How about a fund that invests soley in HSBC?

  • On the starting date:
    Buy HSBC stock and notes with principal
    Initial Price = Price of HSBC stock at starting date
    
  • One year after the starting date:
    If (HSBC stock price > the initial price) {
      Return(principal + 7% profit);
      Close Fund;
    }
    Else {Wait for a year}
    
  • If the fund is still open, then at the end of two years:
    If (HSBC's stock price > initial price) {
      Return(principal + 14% return)
      Close Fund;
    }
    Else {Wait for a year}
    
  • If the fund is still open, then at the end of three years:
    If (HSBC > Initial Price) {
      Return( principal + 21% profit );
    }
    Else If (HSBC < Inital Price and HSBC > 95% of Initial Price) {
      Return ( principal + 3% of principal );
      Apologize to customer for being a lousy investment;
    }
    Else If (HSBC < 95% of Initial Price) {
      Return ( the shares of HSBC that the principal bought initially + 3% of principal );
      Commit seppuku for sucking ass;
    }
    Close the Fund;
    
  • That's it, thanks for playing!

Some crazy Excel jockey spent a lot of time cooking that one up.
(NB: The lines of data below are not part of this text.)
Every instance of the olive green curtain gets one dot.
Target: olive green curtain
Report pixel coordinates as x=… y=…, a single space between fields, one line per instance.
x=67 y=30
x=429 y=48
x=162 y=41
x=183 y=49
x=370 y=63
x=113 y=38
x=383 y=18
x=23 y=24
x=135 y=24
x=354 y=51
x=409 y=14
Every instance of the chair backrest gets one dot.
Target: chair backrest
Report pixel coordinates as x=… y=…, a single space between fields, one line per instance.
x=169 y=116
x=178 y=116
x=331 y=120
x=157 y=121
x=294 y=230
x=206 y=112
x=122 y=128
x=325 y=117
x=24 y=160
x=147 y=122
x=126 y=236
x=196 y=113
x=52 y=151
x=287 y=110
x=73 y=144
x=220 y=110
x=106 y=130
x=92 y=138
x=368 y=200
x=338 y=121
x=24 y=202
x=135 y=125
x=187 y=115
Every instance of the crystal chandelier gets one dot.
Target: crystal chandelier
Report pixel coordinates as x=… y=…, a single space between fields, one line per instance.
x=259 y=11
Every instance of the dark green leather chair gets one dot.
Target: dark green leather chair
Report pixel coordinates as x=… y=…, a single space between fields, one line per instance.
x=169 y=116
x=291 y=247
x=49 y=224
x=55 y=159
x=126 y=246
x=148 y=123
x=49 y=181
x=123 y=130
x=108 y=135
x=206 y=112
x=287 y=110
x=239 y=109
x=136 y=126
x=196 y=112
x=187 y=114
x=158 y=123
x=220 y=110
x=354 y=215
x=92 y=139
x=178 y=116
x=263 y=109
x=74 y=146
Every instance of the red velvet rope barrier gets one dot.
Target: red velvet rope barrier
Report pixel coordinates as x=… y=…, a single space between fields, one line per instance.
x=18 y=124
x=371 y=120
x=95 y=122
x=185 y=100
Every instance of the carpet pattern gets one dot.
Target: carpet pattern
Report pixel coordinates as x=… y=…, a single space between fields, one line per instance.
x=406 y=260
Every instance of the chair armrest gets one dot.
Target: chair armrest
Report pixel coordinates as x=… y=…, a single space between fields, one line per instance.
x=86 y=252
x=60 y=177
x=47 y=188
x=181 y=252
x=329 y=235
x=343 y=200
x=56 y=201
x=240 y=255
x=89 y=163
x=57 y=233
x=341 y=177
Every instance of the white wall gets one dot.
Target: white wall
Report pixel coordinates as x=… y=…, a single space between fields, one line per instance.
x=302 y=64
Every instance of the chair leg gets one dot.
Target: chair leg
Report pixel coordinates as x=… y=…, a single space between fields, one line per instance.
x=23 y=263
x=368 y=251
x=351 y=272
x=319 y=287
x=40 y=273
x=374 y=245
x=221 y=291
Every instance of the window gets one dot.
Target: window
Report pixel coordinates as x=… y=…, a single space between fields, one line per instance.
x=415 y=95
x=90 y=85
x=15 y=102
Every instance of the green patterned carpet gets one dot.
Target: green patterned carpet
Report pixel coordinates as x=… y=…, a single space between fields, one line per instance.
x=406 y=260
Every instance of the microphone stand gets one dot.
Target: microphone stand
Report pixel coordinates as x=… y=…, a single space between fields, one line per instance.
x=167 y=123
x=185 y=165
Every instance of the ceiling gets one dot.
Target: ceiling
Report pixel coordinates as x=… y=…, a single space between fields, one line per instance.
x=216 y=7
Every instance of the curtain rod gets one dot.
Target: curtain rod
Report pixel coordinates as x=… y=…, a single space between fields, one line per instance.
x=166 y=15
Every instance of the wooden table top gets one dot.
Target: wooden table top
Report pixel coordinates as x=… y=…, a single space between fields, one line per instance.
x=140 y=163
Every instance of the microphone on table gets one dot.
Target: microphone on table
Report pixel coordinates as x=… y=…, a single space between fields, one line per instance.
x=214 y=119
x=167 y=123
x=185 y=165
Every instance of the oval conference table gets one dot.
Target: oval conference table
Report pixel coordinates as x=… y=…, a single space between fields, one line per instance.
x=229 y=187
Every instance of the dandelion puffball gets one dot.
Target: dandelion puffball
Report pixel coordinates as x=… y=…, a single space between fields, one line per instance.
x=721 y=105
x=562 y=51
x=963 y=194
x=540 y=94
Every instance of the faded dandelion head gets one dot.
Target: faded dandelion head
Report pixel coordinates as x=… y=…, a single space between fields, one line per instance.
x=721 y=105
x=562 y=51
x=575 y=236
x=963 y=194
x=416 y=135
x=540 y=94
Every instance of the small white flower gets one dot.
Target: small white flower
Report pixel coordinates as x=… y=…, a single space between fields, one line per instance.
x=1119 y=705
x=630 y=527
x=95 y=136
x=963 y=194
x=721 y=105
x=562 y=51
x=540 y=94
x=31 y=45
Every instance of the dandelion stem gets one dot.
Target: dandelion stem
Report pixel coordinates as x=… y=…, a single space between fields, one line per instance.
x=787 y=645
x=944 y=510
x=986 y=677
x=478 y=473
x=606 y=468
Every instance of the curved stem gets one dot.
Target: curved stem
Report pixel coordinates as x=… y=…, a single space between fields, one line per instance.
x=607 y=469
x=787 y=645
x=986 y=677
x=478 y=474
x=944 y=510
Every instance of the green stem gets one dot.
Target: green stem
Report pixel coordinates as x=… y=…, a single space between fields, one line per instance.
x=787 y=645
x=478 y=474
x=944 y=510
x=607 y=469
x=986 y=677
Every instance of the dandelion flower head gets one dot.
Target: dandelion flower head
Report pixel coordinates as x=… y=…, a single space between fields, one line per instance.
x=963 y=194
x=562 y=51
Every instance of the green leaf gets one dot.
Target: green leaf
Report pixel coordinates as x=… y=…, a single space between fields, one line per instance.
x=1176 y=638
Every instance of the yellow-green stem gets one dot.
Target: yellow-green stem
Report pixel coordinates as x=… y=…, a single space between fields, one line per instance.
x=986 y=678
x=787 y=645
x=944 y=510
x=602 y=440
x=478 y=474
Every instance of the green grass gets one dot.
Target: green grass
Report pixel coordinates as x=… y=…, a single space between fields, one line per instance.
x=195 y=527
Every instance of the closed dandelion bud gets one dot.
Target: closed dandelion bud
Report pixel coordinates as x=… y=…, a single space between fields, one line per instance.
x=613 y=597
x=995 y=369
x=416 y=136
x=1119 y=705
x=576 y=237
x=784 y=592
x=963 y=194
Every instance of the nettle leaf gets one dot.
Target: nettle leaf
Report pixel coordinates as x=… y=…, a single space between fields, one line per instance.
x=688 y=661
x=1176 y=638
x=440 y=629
Heck, it's not too different from laying a proposition bet at Vegas. Looking at HSBC's stock chart, it looks like the fund is selling a mostly risk-free (only horrible result is if HSBC is below 95% of initial price after three years) return, but if HSBC rises more than 7% per annum, the bank gets the profit above 7% instead of us. Seems like a fair enough bet, at least it seemed that way when we looked at the tiny stock graph in the brochure and the 500-day moving average. Heck, anything is better than money market returns right now.

So that was that. Mom went off in search of dried seafoods that only Chinese people would eat, and we went back to the hotel to catch up on sleep and watch some Premier League football commentated in Cantonese. The flight back was uneventful, except we had some time to marvel at the hugeness that is HKG. A planeful of people just seem lost inside the huge halls.